Here is the 100th “Word of the week” piece on this Blog. Looking back through the previous 99 I see that there is one for every letter of the alphabet, apart from “X”, so this one completes the set. It wasn’t planned this way, but at some point in the last 33 months, from adverb to zeugma, via Jenga, quiz and yad, the other 25 letters have all been represented.
Xu is defined in our copy of Official Scrabble Words (© 1999, Reprinted 2000), which is currently propped up beside the laptop, as “a Vietnamese coin”. Xi is also in there, “a letter in the Greek alphabet”. They are the only 2-letter words beginning with “X” which are acceptable in Scrabble.
This piece from 2016 offers coaching tips about playing “The World’s Leading Word Game”, including “learn your 2-letter words”. You might also want to learn their meanings, so that when someone challenges you for putting down, for example, “ch” (most likely while connecting up other words) you can say, “It’s an obsolete dialect pronoun meaning I”. Similarly you will know that jo is a “Scots word for a loved one”, ko is “a Maori digging stick”, ky is “Scottish for cattle, same as kye”, qi is “an individual’s life force” and zo is “Himalayan cattle; same as zho”. All of these definitions, and the ones that follow, come from the Official Scrabble Words 2000 edition.
Once you have established a level of authority or trust using these kinds of words you might be tempted to take advantage of it, putting down a non-existent word like “vy” and claiming that it’s a Javanese nose-flute, or a Hindi word for cattle. It isn’t.
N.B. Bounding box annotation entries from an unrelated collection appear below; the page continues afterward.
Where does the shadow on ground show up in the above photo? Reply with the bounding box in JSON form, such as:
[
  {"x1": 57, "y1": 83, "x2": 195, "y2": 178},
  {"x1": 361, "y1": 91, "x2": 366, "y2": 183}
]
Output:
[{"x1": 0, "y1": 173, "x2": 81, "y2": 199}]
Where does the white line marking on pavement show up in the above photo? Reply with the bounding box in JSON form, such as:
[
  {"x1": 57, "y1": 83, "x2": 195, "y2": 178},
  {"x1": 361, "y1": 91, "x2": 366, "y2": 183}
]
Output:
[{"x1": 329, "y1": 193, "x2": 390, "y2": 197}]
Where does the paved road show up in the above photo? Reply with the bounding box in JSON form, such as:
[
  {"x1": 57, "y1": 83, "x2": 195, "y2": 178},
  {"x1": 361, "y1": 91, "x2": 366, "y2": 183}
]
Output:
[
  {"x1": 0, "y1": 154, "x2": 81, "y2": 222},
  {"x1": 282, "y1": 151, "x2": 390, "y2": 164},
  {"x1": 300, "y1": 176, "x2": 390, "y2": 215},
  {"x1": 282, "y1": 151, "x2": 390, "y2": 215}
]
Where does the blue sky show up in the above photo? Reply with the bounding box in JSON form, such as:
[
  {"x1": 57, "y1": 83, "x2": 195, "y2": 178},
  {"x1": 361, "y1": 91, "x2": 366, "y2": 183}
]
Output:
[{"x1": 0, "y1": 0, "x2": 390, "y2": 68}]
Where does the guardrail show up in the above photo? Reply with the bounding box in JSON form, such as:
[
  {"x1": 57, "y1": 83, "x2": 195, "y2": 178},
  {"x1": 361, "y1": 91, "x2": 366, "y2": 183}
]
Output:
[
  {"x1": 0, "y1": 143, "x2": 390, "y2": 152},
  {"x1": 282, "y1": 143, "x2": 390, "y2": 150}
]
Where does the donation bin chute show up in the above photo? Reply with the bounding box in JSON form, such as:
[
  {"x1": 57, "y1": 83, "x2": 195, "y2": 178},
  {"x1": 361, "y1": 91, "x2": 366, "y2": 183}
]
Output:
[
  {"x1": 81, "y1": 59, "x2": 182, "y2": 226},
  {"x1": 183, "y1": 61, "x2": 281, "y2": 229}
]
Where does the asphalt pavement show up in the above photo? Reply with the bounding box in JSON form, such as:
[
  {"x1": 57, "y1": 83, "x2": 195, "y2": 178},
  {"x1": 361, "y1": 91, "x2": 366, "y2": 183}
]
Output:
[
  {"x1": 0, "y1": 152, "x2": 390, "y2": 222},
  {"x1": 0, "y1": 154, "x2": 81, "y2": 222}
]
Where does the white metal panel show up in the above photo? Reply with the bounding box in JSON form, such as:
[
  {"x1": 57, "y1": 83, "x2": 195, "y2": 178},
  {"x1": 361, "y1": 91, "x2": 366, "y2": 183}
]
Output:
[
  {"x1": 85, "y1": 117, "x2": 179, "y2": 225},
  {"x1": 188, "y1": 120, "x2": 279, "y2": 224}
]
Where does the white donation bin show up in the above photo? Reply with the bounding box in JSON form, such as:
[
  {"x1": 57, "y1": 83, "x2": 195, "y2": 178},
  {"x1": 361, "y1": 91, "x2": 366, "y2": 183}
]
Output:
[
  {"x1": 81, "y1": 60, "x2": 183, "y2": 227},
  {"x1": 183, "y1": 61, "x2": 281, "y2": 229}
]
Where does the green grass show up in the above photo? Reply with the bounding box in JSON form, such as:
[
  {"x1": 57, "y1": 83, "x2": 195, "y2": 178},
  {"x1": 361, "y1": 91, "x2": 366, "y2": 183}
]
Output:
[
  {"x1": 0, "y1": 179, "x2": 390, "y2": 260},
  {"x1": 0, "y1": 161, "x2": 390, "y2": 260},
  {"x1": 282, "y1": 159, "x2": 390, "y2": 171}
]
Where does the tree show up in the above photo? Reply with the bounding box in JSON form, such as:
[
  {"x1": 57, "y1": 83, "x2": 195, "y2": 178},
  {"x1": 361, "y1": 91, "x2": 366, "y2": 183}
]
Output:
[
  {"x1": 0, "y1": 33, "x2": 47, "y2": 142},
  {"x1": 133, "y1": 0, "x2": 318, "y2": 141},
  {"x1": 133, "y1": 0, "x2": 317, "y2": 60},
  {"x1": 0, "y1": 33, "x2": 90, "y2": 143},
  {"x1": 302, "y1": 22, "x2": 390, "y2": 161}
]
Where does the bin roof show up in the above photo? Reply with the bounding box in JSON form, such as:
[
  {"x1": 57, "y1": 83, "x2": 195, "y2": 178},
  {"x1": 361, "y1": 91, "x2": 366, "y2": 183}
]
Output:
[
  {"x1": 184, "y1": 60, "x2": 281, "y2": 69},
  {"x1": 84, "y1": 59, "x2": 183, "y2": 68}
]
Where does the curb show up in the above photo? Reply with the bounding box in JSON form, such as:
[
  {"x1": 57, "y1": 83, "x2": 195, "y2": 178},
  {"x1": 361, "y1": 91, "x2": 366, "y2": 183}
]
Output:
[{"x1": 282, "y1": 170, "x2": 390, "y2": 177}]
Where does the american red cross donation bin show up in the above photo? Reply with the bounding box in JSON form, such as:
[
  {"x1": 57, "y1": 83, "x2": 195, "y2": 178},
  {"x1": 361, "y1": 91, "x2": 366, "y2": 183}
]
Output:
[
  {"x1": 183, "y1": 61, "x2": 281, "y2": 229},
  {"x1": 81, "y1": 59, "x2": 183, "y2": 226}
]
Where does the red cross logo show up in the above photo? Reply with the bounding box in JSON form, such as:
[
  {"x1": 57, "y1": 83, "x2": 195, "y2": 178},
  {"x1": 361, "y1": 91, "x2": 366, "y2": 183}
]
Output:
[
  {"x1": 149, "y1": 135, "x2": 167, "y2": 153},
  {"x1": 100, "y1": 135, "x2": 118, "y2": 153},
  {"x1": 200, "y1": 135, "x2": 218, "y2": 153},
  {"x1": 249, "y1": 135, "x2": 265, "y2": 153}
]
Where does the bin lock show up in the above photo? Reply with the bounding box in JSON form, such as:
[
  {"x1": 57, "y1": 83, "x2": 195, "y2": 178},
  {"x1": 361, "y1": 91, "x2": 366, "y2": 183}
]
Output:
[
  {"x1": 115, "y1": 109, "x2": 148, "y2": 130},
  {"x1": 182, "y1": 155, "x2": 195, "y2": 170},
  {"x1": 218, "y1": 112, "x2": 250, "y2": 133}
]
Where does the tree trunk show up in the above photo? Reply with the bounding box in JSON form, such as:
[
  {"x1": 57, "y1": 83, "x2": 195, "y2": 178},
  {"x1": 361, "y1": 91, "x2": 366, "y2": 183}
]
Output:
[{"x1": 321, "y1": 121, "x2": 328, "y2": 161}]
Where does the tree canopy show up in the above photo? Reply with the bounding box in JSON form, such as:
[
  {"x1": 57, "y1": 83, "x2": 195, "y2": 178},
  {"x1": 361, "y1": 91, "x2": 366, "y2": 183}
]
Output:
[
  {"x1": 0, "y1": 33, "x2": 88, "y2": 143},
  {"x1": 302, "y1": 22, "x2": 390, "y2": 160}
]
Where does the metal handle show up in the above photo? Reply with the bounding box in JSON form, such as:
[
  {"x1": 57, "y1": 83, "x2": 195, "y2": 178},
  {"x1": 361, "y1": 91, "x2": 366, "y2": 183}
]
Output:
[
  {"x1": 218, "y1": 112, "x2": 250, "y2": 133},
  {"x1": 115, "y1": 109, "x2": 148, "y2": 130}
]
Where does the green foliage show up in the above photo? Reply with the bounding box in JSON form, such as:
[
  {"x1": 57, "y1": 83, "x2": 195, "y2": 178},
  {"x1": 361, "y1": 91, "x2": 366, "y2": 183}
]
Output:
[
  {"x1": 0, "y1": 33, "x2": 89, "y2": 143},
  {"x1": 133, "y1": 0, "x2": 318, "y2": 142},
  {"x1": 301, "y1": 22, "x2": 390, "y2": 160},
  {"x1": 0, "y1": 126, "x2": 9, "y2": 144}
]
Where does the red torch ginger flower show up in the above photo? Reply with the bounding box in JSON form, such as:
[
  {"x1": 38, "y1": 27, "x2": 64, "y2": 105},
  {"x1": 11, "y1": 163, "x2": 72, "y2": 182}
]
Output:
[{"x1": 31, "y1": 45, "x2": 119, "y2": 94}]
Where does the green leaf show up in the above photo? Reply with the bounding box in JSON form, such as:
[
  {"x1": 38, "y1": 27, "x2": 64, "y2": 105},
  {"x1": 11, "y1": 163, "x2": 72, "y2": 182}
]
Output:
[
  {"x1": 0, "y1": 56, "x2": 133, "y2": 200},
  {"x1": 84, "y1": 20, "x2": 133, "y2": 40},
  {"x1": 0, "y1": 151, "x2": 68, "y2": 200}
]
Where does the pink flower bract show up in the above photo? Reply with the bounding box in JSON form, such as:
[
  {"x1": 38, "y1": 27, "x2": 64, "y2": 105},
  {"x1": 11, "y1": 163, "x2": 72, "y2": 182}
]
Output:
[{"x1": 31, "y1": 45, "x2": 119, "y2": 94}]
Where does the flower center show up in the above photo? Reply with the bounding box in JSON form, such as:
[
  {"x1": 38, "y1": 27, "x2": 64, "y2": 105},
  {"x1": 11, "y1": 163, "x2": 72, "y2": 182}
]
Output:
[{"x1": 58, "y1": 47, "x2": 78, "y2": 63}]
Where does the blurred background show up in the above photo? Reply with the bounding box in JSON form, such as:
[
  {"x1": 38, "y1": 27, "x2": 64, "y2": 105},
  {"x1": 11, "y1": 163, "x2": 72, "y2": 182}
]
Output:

There are no 2-letter words allowable in Scrabble which contain the letter “V”, though there are 24 acceptable 3-letter words beginning with “V”, from vac (“vacation; a vacuum-cleaner”) through to vum (“US word meaning to vow”). There is only one 3-letter word beginning with “X”, which is “xis”, the plural of xi. There’s nothing listed to show the plural of “xu”. The single page of acceptable words beginning with “X” (114 in total) shows that either side of xu you have xoanon and xylem.
As you now know, the xu is a Vietnamese coin, and I know that some of my friends would be disappointed if I failed to mention the Vietnamese dong in anything that deals with that country’s currency. I am therefore happy to quote this Wikipedia page which informs me that the xu is 1/100th of a dong, although like the hao (1/10th of a dong) it has been “unused in Vietnam for several years”. If you decide to take my advice about learning the 2-letter words allowable in Scrabble, along with their meanings, you can use this extra bit of information too. You might create the word xu, ideally by placing the “X” on a triple word score and using it to form another word like ax, ex, ox or xi. The “X” alone will score you 48 points. If challenged you can inform your fellow player(s) that it’s a Vietnamese coin, “one hundredth of a dong”. You might even get a laugh as you collect your 50 points.